Мураками и др. (2016) исследовали роль Nanog в унипотентных примордиальных половых клетках мыши на модели in vitro, в которой наивные плюрипотентные ES-клетки, культивируемые в базовом факторе роста фибробластов (bFGF) и активине А, развиваются как эпибластоподобные клетки (EpiLCs) и приобретают способность к PGC-подобной судьбе.
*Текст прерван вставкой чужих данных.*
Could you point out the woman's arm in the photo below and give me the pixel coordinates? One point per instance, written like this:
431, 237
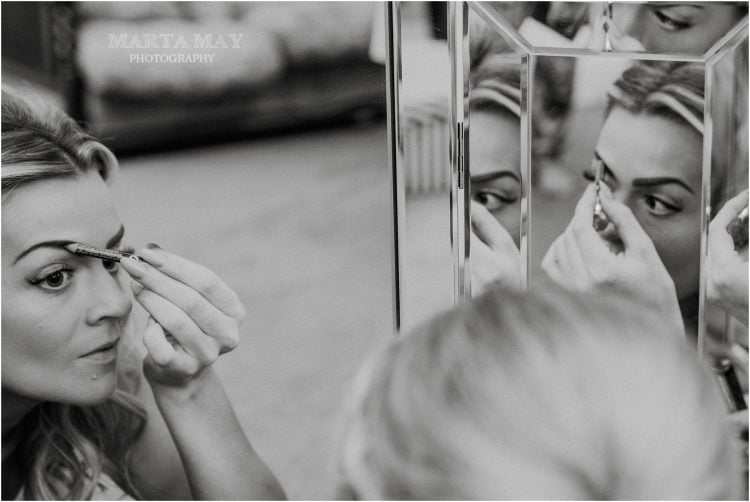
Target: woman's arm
727, 269
194, 319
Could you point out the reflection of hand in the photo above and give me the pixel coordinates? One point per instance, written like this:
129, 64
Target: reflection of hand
494, 256
194, 316
619, 40
582, 260
727, 267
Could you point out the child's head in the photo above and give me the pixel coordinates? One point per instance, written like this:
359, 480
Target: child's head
538, 396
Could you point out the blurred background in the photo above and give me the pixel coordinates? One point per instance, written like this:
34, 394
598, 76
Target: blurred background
267, 164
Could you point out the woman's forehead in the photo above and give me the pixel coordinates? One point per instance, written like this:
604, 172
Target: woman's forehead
77, 208
642, 145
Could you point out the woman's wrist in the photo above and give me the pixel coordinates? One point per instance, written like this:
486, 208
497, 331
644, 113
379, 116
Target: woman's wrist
180, 390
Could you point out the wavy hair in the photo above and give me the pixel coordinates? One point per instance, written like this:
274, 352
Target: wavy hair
542, 396
64, 448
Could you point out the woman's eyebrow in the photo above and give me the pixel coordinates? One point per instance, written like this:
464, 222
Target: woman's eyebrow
650, 182
62, 243
483, 178
607, 171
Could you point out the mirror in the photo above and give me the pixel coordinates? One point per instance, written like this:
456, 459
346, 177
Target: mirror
424, 104
584, 108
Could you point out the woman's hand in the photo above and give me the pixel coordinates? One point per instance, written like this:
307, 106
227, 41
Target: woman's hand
727, 268
194, 316
583, 260
494, 255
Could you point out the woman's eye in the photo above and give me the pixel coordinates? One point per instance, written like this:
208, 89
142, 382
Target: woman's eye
659, 207
670, 23
111, 266
492, 201
55, 279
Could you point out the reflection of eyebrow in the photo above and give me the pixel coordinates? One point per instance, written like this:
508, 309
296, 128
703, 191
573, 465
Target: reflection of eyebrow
649, 182
482, 178
59, 244
607, 171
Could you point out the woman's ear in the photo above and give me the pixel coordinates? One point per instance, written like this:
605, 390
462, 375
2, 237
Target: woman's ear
105, 162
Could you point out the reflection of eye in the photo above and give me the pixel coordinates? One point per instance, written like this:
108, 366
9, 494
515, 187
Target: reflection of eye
658, 207
670, 23
492, 201
54, 278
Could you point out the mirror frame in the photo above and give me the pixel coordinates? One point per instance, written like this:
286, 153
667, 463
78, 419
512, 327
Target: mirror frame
458, 40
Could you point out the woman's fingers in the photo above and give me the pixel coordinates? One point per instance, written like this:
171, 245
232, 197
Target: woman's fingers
490, 231
159, 348
175, 321
196, 277
730, 210
621, 41
199, 309
628, 229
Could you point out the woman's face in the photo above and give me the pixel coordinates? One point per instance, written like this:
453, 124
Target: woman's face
495, 160
653, 165
683, 27
63, 314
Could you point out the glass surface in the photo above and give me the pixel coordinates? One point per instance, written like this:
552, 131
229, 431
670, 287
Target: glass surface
726, 330
424, 101
566, 103
494, 107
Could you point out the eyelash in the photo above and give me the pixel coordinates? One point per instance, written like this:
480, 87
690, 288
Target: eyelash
115, 266
111, 266
48, 273
648, 198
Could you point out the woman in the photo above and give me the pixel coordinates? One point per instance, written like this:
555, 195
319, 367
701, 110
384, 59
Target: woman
548, 396
77, 420
495, 164
651, 148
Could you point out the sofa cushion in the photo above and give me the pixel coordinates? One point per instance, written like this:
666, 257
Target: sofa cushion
117, 59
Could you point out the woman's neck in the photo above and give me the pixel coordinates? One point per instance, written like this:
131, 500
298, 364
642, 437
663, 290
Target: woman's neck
15, 407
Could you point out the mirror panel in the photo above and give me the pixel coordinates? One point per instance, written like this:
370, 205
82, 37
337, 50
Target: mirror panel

Следовательно, костный морфогенетический белок-4 (BMP4; 112262), или эктопическая экспрессия ключевых факторов транскрипции зародышевой линии Prdm1 (603423), Prdm14 (611781) и Tfap2c (601602), непосредственно индуцирует PGC-подобные клетки (PGCLC) в EPILC, но не в ES-клетках. Мураками и др. (2016) неожиданно обнаружили, что только Nanog может индуцировать PGCLC в EPILC независимо от BMP4, и предположили, что после распада сети плюрипотентности наивных ES-клеток во время создания EPILC эпигеном сбрасывается для определения судьбы клетки.
Mitsui et al. (2003) заявили, что человеческий ген Nanog соответствует хромосоме 12 в области, демонстрирующей гомологию синтении с мышиной хромосомой 6, где расположен мышиный ген Nanog.
С помощью анализа геномной последовательности Clark et al. (2004) сопоставили ген NANOG с хромосомой 12p13. Харт и др. (2004) идентифицировали дубликат гена NANOG, который они назвали NANOG2 (NANOGP1), примерно на 100 кб выше по течению от гена NANOG. Эти 2 гена находятся в конфигурации "голова к хвосту". Харт и др. (2004) также идентифицировали псевдогены NANOG на хромосомах 15q, 7p, 14q, 2q, Xp и Xq.